Susan Crawford, who declined to refer Mohammed al-Qahtani’s case for prosecution on grounds of torture, says she did so despite her certainty that Mr. Qahtani is “a muscle hijacker” who “would’ve been on one of those planes had he gained access to the country in 2001.” Yet because his admissions were made as a result of torture, her conclusions are not necessarily based on reliable evidence. That is why she refused to refer his case for prosecution.
Nonetheless, her statements will undoubtedly be held up by a group of scholars who speculate there are dangerous people — in Guantánamo and around the world — who cannot be prosecuted, but pose a risk to our national security and must be detained.
Many of these scholars say they support closing Guantánamo. At the same time, however, they advocate the creation of a new “national security court” — a specialized tribunal that would provide fewer due process protections than those guaranteed in ordinary criminal courts and might also be empowered to detain “dangerous” suspects, potentially indefinitely, without criminal charge.

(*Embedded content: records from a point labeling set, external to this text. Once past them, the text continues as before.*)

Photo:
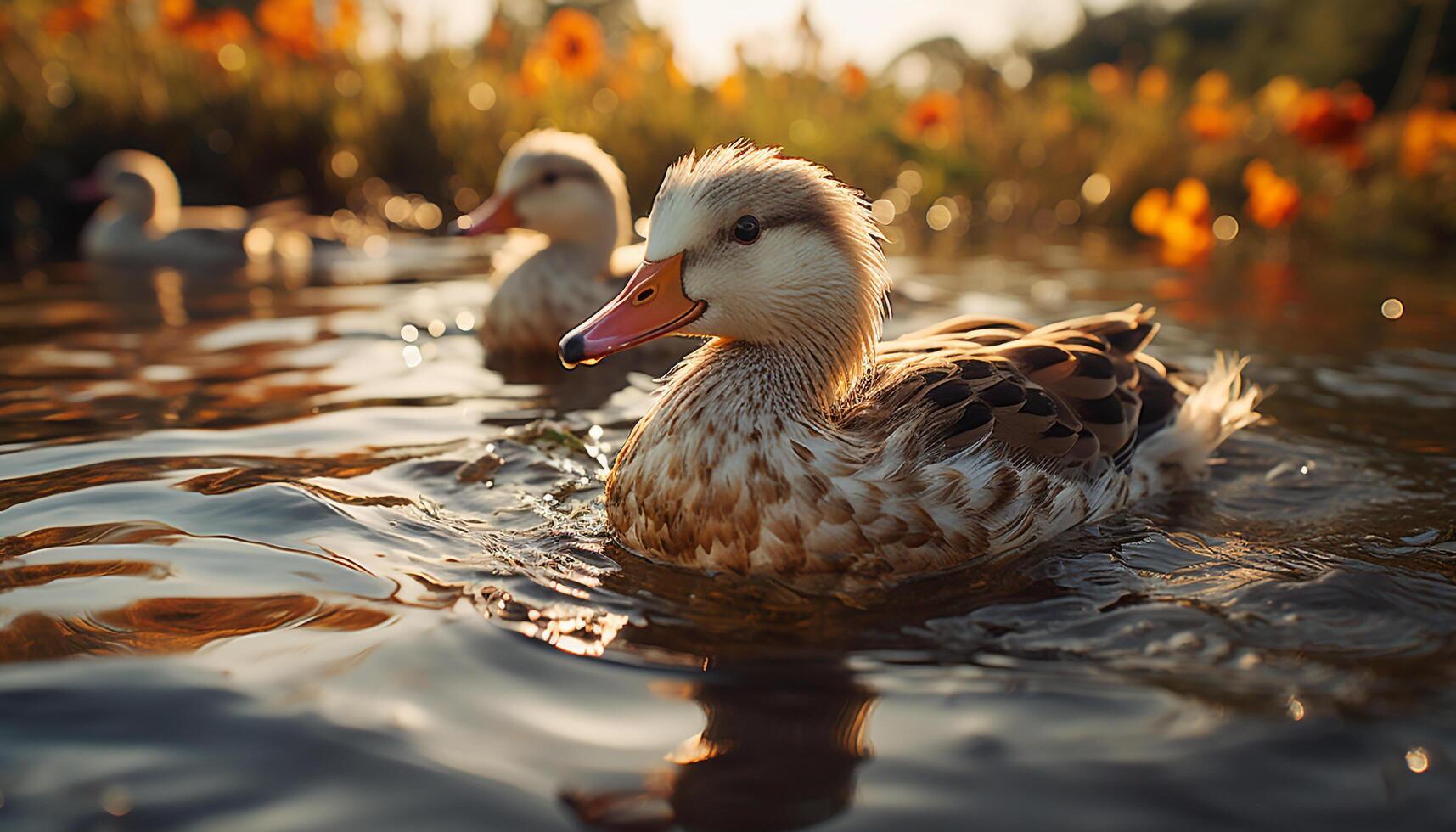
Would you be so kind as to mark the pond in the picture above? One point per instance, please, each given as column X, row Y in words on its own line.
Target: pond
column 283, row 553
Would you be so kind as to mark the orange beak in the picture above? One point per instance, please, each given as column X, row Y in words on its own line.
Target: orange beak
column 653, row 305
column 492, row 217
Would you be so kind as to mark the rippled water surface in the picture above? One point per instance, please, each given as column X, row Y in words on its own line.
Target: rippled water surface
column 265, row 563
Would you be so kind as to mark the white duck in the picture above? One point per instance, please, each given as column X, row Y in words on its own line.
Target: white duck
column 798, row 447
column 570, row 189
column 143, row 221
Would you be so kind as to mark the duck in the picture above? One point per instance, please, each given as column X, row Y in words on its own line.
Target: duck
column 570, row 189
column 796, row 445
column 144, row 223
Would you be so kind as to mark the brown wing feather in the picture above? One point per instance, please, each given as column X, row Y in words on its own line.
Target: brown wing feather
column 1075, row 392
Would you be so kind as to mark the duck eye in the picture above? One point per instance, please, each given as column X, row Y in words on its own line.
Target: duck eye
column 745, row 229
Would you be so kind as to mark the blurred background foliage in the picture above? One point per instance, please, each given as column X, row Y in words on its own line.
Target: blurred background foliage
column 1324, row 123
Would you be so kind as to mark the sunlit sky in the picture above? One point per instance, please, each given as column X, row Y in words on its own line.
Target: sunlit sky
column 869, row 32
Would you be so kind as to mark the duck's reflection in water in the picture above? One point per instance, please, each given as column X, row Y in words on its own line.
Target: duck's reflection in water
column 778, row 750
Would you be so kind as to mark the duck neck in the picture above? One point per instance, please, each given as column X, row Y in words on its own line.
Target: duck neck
column 779, row 382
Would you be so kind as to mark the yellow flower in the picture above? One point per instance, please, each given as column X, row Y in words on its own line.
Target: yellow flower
column 853, row 81
column 733, row 91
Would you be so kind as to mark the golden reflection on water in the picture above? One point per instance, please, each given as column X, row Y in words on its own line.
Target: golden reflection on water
column 160, row 626
column 778, row 750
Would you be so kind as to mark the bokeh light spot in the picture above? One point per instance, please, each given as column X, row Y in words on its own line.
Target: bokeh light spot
column 938, row 217
column 344, row 164
column 1226, row 228
column 1417, row 760
column 482, row 97
column 1097, row 188
column 232, row 57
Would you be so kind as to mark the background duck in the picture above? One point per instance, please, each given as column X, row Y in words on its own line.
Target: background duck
column 795, row 445
column 143, row 221
column 565, row 187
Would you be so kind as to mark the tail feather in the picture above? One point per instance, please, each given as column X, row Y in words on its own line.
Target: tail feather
column 1223, row 404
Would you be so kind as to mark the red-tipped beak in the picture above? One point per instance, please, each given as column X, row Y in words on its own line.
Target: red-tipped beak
column 87, row 189
column 653, row 305
column 492, row 217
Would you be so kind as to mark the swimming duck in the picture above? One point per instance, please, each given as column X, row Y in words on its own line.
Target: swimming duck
column 565, row 187
column 143, row 221
column 795, row 445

Proposals for this new system must be rejected. The federal criminal courts are fully capable of handling complex terrorism cases without compromising national security or sacrificing standards of fairness and due process. In almost seven years, only two military commission trials have been conducted. During that same period, more than 100 international terrorism cases have been prosecuted in the federal courts.
Our procedural safeguards and evidentiary standards comprise the bedrock of American justice. A decision to jettison them, even for a small number of suspects, will undermine our system as a whole and perpetuate the damage to America’s reputation for fairness.

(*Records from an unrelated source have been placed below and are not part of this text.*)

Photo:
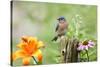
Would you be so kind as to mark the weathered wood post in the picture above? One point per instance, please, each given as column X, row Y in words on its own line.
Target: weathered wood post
column 69, row 51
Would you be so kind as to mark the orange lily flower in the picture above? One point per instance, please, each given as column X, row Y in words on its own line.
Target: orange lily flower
column 29, row 47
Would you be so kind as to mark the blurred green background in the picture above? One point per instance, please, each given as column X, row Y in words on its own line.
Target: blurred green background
column 40, row 20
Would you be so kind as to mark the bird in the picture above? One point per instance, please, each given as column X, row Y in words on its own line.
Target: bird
column 61, row 28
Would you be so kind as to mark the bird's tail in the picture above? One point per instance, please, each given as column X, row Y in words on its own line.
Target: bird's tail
column 55, row 38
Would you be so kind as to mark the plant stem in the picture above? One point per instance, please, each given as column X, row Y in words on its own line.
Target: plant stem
column 34, row 59
column 87, row 55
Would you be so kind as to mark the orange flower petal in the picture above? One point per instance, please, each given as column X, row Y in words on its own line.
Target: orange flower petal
column 38, row 54
column 26, row 60
column 18, row 54
column 40, row 44
column 20, row 45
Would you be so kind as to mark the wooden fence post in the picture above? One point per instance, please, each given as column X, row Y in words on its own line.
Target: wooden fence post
column 69, row 51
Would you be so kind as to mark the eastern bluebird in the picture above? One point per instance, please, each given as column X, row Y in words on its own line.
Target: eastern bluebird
column 61, row 28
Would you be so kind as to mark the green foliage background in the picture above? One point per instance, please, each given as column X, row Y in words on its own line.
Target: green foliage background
column 40, row 19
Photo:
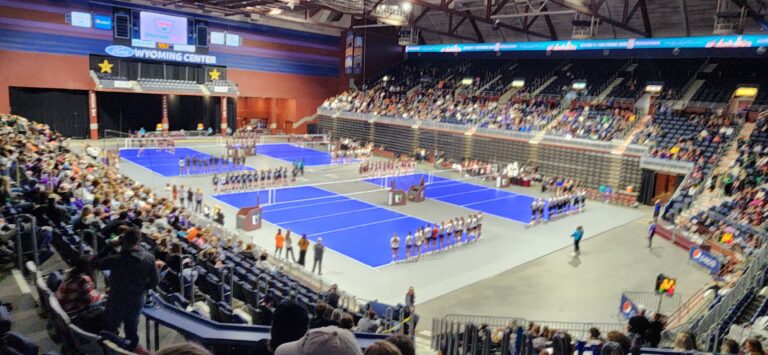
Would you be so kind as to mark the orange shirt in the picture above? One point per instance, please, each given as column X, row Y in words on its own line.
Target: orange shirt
column 192, row 233
column 303, row 244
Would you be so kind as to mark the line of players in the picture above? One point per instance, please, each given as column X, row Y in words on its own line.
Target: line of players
column 558, row 206
column 194, row 165
column 163, row 143
column 254, row 179
column 438, row 237
column 387, row 168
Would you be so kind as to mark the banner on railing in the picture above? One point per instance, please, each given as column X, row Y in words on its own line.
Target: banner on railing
column 666, row 165
column 705, row 259
column 627, row 308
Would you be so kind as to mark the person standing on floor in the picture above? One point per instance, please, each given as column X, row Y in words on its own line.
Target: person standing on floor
column 319, row 249
column 410, row 299
column 303, row 247
column 132, row 273
column 289, row 246
column 182, row 194
column 190, row 197
column 408, row 245
column 577, row 235
column 394, row 244
column 279, row 243
column 651, row 233
column 199, row 200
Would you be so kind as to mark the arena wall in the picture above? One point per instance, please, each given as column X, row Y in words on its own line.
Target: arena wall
column 38, row 49
column 591, row 166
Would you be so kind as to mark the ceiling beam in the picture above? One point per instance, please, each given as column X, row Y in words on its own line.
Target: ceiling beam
column 646, row 18
column 550, row 25
column 478, row 19
column 421, row 15
column 499, row 6
column 632, row 13
column 586, row 11
column 686, row 26
column 446, row 34
column 458, row 24
column 759, row 19
column 477, row 31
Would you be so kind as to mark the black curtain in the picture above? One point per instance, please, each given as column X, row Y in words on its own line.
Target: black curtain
column 647, row 187
column 128, row 112
column 151, row 70
column 231, row 113
column 185, row 112
column 65, row 111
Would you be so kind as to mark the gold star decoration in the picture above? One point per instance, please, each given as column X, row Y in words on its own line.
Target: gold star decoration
column 106, row 67
column 214, row 74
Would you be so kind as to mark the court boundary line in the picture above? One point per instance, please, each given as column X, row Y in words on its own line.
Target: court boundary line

Moreover, the disarray that has plagued the military commission system — with abundant litigation and dissent within the military command structure — would be replicated in another separate, and inferior, system.
Just as importantly, a national security court is not smart counterterrorism policy. The Bush administration’s attempt to insulate the detention, interrogation and trial of terrorism suspects at Guantánamo from the Constitution has only impaired cooperation with our allies and fueled terrorism recruitment. Creating a state-side replica of the Guantánamo legal regime would do the same.